生産拠点の閉鎖や統合、固定資産の圧縮などを進め、3年間で350億円の構造改革費用を見込む。2025年3月期は、期初計画の80億円を大幅に上回る189億円を前倒しで実行し、2026年3月期も100億円規模を見込んでいる。これにより、2026年3月期の固定費は2024年3月期比で年間約50億円、2027年3月期は同比約100億円の削減を見込んでいる。

また、稼ぐ力の強化に向けては、組織体制を市場軸から商品軸へと再編し、OEMとアフターマーケットを一体で運営する体制を構築した。これにより、収益性の高いアフターマーケット向けの供給を確保しつつやエンジニアリングソリューションとして提案力を強化し、利益率の高いアフターマーケットビジネスを拡大する。同ビジネスの売上構成比率は、現状の約17%から2026年度に20%、2035年度には40%への引き上げを目指しており、売上高は縮小するものの、利益率の改善により利益額の拡大を図る方針である。

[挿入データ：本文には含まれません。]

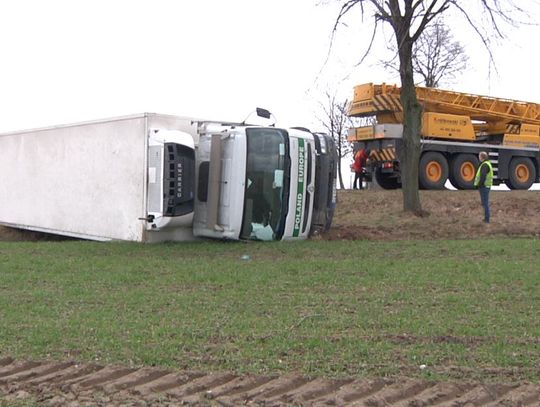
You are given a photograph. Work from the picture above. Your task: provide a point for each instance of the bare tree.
(409, 19)
(437, 56)
(336, 122)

株主還元については、中長期的な視点から安定的に継続しつつ、経営成績に応じて実施することを基本方針としている。また、DOE(株主資本配当率)2.5%を下限とし、中期経営計画の目標達成後にはDOE4%の実現を目指している。2025年3月期の年間配当金は、前期比で1円増配の11円を実施した。2026年3月期については、米国の関税政策による影響が見通しにくいため、現時点では配当未定としているが、基本方針に則り対応する方針である。なお、当面はROEの改善を最優先課題と位置づけており、自社株買いなどの追加的な株主還元策については予定していない。一方で、PBRが0.5倍台の株価は、割安な水準にあるとの見方もできよう。